O petróleo abriu em forte queda nos mercados internacionais nesta segunda-feira, 2 de agosto, após o ex-presidente dos Estados Unidos, Donald Trump, suspender os ataques militares ao Irã e sinalizar a busca por um ‘acordo rápido’ com o país persa. A decisão elimina parte significativa do prêmio de risco geopolítico que vinha sendo embutido no preço do barril, impactando diretamente os ativos do setor de óleo e gás na B3.

O anúncio e a reação do mercado de petróleo

Trump determinou a suspensão imediata dos ataques ao Irã, interrompendo uma escalada militar que elevava a tensão no Oriente Médio. Em comunicado, o ex-presidente americano afirmou buscar um ‘acordo rápido’ com o governo iraniano, sinalizando uma mudança de rota na política externa para a região.

A perspectiva de desescalada no conflito provocou forte queda na abertura dos contratos futuros de petróleo. O barril do Brent, referência internacional, recuou de forma expressiva, refletindo a redução do prêmio de risco que havia sido precificado pelo mercado diante da possibilidade de interrupção da oferta da commodity no Oriente Médio.

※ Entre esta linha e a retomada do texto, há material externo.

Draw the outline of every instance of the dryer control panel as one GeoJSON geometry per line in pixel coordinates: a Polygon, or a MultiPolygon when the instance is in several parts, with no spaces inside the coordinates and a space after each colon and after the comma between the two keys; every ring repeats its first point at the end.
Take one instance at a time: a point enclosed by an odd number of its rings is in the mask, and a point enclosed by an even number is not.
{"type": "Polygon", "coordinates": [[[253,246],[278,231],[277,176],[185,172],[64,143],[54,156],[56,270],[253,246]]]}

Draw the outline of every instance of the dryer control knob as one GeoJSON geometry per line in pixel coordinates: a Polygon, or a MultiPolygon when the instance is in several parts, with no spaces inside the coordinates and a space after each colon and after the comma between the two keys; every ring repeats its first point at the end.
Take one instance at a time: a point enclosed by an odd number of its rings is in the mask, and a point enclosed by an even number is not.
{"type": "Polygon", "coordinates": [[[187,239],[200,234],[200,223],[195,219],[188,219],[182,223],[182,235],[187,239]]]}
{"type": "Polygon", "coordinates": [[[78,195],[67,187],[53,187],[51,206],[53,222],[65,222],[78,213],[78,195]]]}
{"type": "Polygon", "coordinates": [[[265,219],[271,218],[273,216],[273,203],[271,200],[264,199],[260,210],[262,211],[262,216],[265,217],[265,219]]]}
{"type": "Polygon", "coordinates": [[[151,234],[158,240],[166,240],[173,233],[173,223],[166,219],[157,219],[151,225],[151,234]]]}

Impacto sobre PETR4 e PRIO3 na B3

Com a bolsa brasileira fechada durante o fim de semana, o mercado deve reagir ao anúncio apenas na abertura do pregão desta segunda-feira, às 10h. As ações do setor de óleo e gás, que vinham sendo beneficiadas pela tensão militar, devem sofrer pressão baixista.

A PETR4, ação preferencial da Petrobras, fechou o último pregão a R$ 42,84. O papel acumula dividend yield de 8,98% nos últimos 12 meses e apresenta beta de 5 anos em -0,14, indicando baixa correlação com o Ibovespa no período. Já a PRIO3, da Prio, encerrou a R$ 59,96, com beta de 0,15 no mesmo horizonte.

Contexto geopolítico e o prêmio de risco

O Oriente Médio responde por parcela significativa da oferta global de petróleo, o que torna qualquer conflito na região um fator de pressão altista sobre os preços da commodity. A suspensão dos ataques e a busca por um acordo rápido reduzem substancialmente esse risco de interrupção de suprimento.

Com a desescalada, o mercado passa a precificar um cenário de normalização das relações entre Estados Unidos e Irã, o que pode levar a um aumento da oferta iraniana de petróleo no médio prazo. Esse movimento tende a manter a pressão baixista sobre as cotações do barril e, por consequência, sobre as ações do setor de óleo e gás na B3.

O que esperar para os próximos dias

Investidores devem monitorar os desdobramentos das negociações entre Washington e Teerã. Caso o ‘acordo rápido’ se concretize, o petróleo pode sofrer novas rodadas de queda. Por outro lado, qualquer sinal de ruptura nas conversas pode trazer volatilidade e recompor o prêmio de risco geopolítico.

Para quem está posicionado em PETR4 e PRIO3, a recomendação é acompanhar de perto a abertura do pregão da B3 e os comunicados oficiais das autoridades americanas e iranianas. O cenário de curto prazo segue incerto, mas a direção inicial aponta para realização de lucros no setor.